Cette nuit-là, en novembre, deux ou trois ans avant le soir où je crus entendre rire dans mon dos, je regagnais la rive gauche, et mon domicile, par le pont Royal. Il était une heure après minuit, une petite pluie tombait, une bruine plutôt, qui dispersait les rares passants. Je venais de quitter une amie qui, sûrement, dormait déjà. J’étais heureux de cette marche, un peu engourdi, le corps calmé, irrigué par un sang doux comme la pluie qui tombait. Sur le pont, je passai derrière une forme penchée sur le parapet, et qui semblait regarder le fleuve.

De plus près, je distinguai une mince jeune femme, habillée de noir. Entre les cheveux sombres et le col du manteau, on voyait seulement une nuque, fraîche et mouillée, à laquelle je fus sensible. Mais je poursuivis ma route, après une hésitation. Au bout du pont, je pris les quais en direction de Saint-Michel, où je demeurais. J’avais déjà parcouru une cinquantaine de mètres à peu près, lorsque j’entendis le bruit, qui, malgré la distance, me parut formidable dans le silence nocturne, d’un corps qui s’abat sur l’eau. Je m’arrêtai net, mais sans me retourner.

Presque aussitôt, j’entendis un cri, plusieurs fois répété, qui descendait lui aussi le fleuve, puis s’éteignit brusquement.
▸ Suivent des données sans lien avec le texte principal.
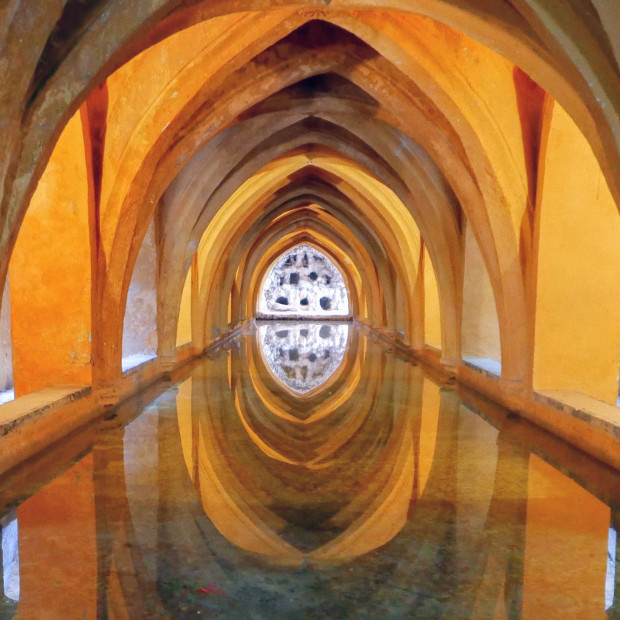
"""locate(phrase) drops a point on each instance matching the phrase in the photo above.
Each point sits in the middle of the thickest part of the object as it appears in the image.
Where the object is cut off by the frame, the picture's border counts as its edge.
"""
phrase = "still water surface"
(308, 471)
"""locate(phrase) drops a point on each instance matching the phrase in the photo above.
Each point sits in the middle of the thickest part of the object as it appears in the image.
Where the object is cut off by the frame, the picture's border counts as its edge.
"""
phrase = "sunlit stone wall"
(304, 283)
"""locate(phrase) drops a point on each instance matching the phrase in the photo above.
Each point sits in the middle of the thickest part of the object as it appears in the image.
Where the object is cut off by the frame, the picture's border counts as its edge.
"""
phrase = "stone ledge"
(595, 412)
(26, 407)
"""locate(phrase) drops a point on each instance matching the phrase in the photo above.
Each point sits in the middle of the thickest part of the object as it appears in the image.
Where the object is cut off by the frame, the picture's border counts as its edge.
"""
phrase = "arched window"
(304, 283)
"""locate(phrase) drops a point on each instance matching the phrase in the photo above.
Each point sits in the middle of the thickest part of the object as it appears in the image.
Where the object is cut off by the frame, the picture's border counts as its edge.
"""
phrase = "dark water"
(308, 471)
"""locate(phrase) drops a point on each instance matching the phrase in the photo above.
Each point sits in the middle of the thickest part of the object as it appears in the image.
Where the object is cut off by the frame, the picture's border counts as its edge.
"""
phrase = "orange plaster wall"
(50, 278)
(578, 296)
(57, 548)
(565, 548)
(432, 320)
(480, 331)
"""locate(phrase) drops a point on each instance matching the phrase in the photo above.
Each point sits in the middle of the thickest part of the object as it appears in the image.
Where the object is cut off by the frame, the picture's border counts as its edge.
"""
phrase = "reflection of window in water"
(304, 282)
(303, 355)
(610, 584)
(10, 557)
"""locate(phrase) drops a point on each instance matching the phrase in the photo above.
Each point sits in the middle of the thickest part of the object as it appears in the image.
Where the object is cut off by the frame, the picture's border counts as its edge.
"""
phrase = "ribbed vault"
(413, 142)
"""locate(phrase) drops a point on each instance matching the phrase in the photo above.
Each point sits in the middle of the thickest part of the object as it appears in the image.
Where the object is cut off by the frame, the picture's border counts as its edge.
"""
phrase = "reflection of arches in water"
(304, 282)
(303, 356)
(358, 464)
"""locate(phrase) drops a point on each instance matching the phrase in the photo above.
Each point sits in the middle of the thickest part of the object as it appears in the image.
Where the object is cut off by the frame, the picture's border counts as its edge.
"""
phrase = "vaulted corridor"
(443, 173)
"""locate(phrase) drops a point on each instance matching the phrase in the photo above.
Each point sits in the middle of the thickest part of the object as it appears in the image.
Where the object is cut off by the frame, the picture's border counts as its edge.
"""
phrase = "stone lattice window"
(304, 283)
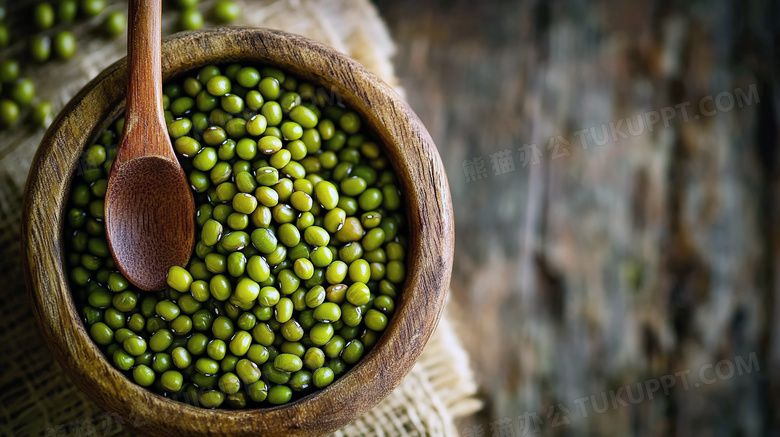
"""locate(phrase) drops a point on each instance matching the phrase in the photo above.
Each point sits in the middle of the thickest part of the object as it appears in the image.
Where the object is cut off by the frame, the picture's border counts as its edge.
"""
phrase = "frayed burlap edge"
(36, 398)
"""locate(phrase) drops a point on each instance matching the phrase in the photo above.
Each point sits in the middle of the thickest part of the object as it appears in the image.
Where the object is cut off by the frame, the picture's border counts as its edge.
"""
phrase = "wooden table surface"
(614, 173)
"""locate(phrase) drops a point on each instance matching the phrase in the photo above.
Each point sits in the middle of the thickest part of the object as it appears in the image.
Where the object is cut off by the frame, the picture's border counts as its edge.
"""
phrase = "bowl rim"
(429, 208)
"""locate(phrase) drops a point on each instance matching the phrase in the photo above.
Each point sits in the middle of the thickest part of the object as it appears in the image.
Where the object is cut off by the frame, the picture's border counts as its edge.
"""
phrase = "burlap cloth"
(37, 398)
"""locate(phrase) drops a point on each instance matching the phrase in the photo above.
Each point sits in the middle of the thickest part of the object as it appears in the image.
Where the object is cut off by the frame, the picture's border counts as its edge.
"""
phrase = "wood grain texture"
(149, 206)
(589, 269)
(423, 181)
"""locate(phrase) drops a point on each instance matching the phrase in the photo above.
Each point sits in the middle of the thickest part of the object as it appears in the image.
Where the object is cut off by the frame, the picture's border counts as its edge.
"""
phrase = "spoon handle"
(144, 115)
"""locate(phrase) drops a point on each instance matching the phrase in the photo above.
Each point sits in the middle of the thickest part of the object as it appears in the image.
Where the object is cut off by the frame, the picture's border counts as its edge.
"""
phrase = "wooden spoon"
(150, 212)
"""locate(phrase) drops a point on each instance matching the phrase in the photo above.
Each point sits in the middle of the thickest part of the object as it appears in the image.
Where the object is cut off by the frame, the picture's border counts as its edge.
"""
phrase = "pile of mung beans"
(300, 245)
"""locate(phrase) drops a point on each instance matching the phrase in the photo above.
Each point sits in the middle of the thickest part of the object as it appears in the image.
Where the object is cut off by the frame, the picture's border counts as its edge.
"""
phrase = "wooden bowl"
(429, 209)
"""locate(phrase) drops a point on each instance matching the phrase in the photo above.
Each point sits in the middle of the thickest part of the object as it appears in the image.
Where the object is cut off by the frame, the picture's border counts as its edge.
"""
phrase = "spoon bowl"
(422, 179)
(150, 211)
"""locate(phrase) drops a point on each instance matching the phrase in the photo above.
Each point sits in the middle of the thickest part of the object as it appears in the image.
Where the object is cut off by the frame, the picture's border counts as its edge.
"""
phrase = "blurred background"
(614, 172)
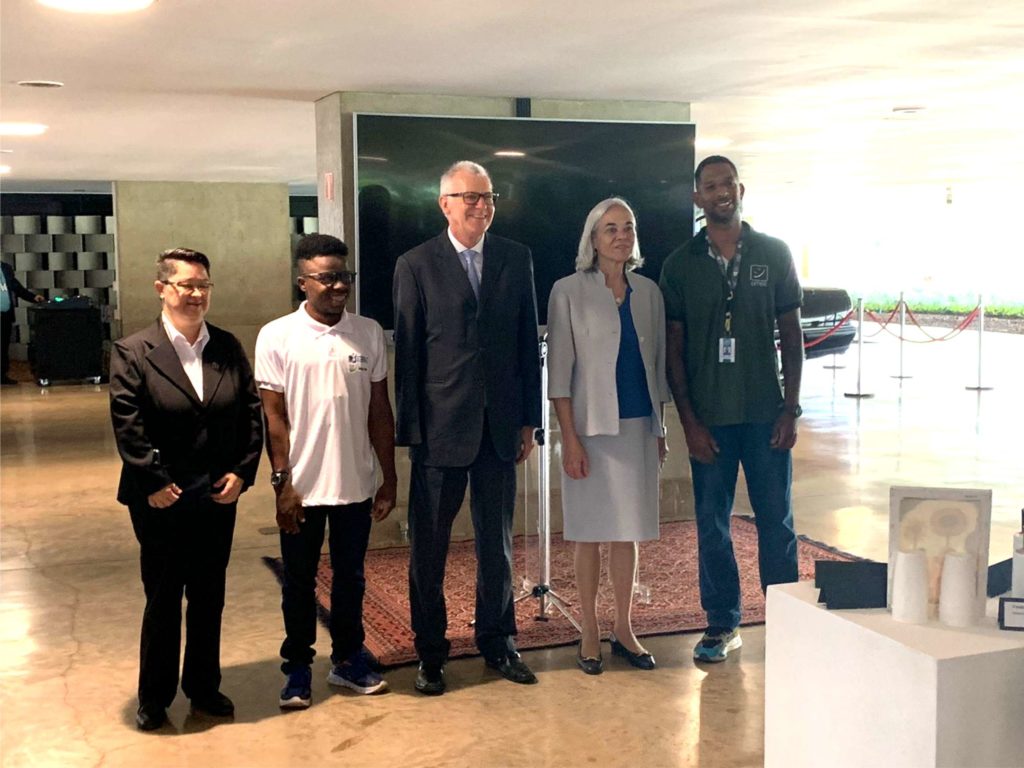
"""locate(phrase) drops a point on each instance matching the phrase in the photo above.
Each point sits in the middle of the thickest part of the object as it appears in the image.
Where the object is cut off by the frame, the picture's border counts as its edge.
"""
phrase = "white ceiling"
(203, 90)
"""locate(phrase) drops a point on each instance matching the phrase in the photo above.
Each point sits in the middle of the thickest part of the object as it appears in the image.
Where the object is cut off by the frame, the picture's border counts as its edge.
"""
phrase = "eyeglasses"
(189, 286)
(471, 199)
(331, 279)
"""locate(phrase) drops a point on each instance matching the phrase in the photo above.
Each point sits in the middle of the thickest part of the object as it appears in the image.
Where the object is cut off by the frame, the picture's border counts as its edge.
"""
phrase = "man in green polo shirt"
(725, 291)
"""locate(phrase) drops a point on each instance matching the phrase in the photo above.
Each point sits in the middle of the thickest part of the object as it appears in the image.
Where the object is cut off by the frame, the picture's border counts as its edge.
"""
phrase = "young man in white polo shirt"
(323, 378)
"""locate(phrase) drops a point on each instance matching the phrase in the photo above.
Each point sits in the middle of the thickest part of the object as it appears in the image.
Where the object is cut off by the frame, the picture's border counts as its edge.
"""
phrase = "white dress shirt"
(189, 354)
(477, 259)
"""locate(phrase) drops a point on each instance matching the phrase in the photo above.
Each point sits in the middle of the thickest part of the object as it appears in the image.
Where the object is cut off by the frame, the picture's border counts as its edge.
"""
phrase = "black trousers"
(349, 534)
(434, 498)
(6, 328)
(184, 549)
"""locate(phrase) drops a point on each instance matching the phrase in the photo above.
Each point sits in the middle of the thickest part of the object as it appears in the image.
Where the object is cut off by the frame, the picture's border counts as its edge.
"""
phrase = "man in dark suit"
(10, 291)
(468, 390)
(188, 428)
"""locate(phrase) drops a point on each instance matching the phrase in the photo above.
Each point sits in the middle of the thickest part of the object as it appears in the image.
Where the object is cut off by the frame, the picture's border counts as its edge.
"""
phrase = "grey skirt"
(617, 501)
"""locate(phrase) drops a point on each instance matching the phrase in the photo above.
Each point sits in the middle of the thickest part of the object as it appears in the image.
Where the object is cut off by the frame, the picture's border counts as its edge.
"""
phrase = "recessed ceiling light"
(711, 143)
(22, 129)
(40, 83)
(97, 6)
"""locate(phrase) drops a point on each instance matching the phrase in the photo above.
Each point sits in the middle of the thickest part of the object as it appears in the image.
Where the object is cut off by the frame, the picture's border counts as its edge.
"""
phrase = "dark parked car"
(822, 310)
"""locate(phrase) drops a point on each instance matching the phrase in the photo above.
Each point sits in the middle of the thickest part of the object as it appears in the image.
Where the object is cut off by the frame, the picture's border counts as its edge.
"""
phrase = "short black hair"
(165, 269)
(713, 160)
(312, 246)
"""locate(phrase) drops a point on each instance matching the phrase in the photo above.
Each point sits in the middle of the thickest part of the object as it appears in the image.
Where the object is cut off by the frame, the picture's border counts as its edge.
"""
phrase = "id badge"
(727, 349)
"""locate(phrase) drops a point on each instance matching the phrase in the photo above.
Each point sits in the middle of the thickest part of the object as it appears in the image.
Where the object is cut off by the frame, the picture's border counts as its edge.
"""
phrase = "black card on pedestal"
(851, 585)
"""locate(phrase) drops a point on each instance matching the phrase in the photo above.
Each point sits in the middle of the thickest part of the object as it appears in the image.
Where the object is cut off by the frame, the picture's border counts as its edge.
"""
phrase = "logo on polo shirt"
(759, 275)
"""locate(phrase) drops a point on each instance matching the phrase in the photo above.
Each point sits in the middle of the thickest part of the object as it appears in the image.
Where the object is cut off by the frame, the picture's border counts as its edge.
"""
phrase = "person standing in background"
(187, 425)
(468, 390)
(10, 291)
(725, 292)
(607, 383)
(322, 373)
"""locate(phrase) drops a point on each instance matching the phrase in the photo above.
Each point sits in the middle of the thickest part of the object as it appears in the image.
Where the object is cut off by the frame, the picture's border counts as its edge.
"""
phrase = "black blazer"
(14, 287)
(457, 358)
(155, 409)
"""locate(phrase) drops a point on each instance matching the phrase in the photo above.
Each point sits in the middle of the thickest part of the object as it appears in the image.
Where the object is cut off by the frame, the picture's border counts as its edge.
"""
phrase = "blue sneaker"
(297, 693)
(716, 644)
(356, 674)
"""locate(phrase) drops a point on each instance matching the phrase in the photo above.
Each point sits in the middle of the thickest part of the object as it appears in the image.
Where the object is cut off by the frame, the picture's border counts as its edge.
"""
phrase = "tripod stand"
(547, 598)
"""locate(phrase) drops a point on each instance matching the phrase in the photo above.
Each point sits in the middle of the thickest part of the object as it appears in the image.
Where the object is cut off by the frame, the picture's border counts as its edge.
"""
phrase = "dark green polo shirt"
(748, 390)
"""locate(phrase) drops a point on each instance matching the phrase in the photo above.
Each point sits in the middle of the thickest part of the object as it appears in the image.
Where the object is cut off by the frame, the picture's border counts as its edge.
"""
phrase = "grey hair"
(587, 254)
(463, 166)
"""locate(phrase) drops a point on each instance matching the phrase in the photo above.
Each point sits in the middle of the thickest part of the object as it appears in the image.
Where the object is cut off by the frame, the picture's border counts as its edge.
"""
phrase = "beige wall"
(244, 228)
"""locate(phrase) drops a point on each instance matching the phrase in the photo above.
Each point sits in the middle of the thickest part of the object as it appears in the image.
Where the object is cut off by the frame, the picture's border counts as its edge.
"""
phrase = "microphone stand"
(547, 597)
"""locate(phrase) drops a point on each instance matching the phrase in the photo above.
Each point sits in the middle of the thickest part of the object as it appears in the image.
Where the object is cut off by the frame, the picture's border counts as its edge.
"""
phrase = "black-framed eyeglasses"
(330, 279)
(471, 199)
(189, 286)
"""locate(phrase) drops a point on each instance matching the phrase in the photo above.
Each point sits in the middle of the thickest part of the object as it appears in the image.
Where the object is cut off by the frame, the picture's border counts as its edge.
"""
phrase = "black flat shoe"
(150, 717)
(430, 679)
(590, 665)
(641, 660)
(512, 668)
(216, 704)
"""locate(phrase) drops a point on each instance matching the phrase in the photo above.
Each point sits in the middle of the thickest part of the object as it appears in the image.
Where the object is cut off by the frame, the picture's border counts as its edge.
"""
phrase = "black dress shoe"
(430, 679)
(590, 665)
(216, 704)
(512, 668)
(150, 717)
(641, 660)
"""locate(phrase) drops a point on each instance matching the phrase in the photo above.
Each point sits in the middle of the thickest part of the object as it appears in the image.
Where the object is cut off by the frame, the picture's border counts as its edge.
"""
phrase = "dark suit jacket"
(14, 286)
(457, 358)
(155, 409)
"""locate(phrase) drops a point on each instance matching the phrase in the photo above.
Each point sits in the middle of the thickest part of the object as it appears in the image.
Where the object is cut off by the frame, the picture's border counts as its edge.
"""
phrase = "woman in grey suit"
(607, 383)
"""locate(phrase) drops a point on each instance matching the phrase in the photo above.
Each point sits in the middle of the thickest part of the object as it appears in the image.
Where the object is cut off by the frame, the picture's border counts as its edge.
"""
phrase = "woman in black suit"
(187, 423)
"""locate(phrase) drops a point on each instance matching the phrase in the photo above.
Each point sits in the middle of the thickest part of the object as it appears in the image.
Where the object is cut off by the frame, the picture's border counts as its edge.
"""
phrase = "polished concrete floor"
(72, 599)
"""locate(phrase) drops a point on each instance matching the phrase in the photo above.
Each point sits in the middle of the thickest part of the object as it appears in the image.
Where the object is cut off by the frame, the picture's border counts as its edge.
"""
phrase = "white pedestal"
(856, 688)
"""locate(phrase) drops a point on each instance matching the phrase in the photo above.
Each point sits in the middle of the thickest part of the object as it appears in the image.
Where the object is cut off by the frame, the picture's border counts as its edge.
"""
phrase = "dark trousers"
(769, 476)
(184, 549)
(349, 534)
(434, 498)
(6, 328)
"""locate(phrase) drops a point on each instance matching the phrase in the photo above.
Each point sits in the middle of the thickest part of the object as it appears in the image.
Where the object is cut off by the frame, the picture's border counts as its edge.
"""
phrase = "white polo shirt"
(325, 373)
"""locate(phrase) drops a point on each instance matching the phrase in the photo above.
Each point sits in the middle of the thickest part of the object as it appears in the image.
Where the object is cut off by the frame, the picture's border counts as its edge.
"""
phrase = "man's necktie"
(474, 281)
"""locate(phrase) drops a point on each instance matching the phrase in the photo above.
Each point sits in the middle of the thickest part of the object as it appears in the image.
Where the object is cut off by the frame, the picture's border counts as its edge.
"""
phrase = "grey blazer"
(583, 348)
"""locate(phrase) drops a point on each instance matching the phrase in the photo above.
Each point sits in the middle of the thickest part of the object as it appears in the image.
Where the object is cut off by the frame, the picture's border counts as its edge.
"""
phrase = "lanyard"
(730, 271)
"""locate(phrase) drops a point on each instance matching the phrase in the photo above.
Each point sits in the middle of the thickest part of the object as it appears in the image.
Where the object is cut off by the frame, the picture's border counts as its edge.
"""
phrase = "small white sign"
(1012, 613)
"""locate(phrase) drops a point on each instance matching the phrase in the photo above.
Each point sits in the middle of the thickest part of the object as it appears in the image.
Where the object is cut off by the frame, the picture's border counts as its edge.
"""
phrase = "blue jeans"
(348, 526)
(769, 475)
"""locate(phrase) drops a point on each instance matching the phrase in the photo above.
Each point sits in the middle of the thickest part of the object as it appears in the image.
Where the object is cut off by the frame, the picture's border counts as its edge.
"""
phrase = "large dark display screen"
(565, 169)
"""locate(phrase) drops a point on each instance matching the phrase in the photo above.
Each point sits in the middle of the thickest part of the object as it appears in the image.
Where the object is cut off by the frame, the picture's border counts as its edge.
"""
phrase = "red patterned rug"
(669, 600)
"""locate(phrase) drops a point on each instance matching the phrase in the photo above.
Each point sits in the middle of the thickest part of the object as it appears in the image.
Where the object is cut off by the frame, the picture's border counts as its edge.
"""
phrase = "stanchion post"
(981, 336)
(902, 326)
(860, 350)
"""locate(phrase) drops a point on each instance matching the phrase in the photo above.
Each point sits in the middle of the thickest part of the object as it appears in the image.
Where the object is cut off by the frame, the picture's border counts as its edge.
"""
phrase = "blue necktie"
(474, 281)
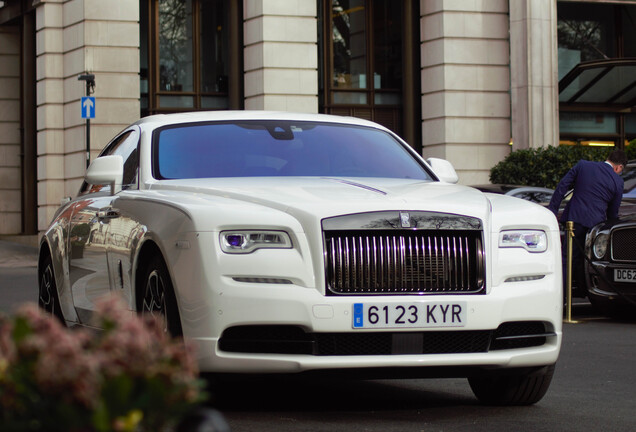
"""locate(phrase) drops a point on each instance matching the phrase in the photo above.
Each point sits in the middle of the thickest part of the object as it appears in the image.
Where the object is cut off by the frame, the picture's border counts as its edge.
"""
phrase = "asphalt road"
(594, 387)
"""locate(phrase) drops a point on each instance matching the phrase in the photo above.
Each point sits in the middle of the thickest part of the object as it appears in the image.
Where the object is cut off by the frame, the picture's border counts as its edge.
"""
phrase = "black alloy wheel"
(512, 387)
(158, 299)
(48, 298)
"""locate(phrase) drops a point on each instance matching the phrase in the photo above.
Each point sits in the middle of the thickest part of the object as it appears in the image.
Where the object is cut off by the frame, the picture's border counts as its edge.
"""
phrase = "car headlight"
(250, 240)
(530, 240)
(600, 245)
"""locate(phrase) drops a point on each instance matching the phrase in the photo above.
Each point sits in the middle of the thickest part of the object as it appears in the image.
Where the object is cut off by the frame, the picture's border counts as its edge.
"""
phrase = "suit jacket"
(598, 191)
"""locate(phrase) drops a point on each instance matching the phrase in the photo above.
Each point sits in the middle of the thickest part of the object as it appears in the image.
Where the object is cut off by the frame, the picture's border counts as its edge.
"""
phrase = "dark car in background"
(611, 250)
(534, 194)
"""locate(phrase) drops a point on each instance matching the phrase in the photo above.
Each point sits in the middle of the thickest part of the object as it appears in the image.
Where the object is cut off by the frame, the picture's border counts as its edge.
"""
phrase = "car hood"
(212, 202)
(331, 196)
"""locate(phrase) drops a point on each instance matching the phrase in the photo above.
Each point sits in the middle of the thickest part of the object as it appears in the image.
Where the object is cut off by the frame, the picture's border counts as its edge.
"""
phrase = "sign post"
(87, 108)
Le silence qui suivit, dans la nuit soudain figée, me parut interminable. Je voulus courir et je ne bougeai pas. Je tremblais, je crois, de froid et de saisissement. Je me disais qu’il fallait faire vite et je sentais une faiblesse irrésistible envahir mon corps. J’ai oublié ce que j’ai pensé alors. « Trop tard, trop loin… » ou quelque chose de ce genre. J’écoutais toujours, immobile. Puis, à petits pas, sous la pluie, je m’éloignai. Je ne prévins personne.

Albert Camus, La Chute, extrait, pp73-75

Durant une exposition dans l’espace public, nous avons utilisé un pont connu pour être l’un des lieux-dits célèbres de la ville, nous avons donc pris ce pont comme paradigme du passage, du cheminement. Le pont est un symbole, il incarne une perception fondamentale à la vie et la mort.Dans le texte de Camus, le personnage principal est témoin d’un suicide sans intervenir un seul instant – aurait-il pu faire quoi que ce soit ? -et finalement la jeune fille suicidée restera anonyme. Le pont est seulement un lieu traversé parchacun mais en même temps représente ce que l’individuel est pour tout autre. Chacun d’entre nous reste, envers et contre tout, anonyme.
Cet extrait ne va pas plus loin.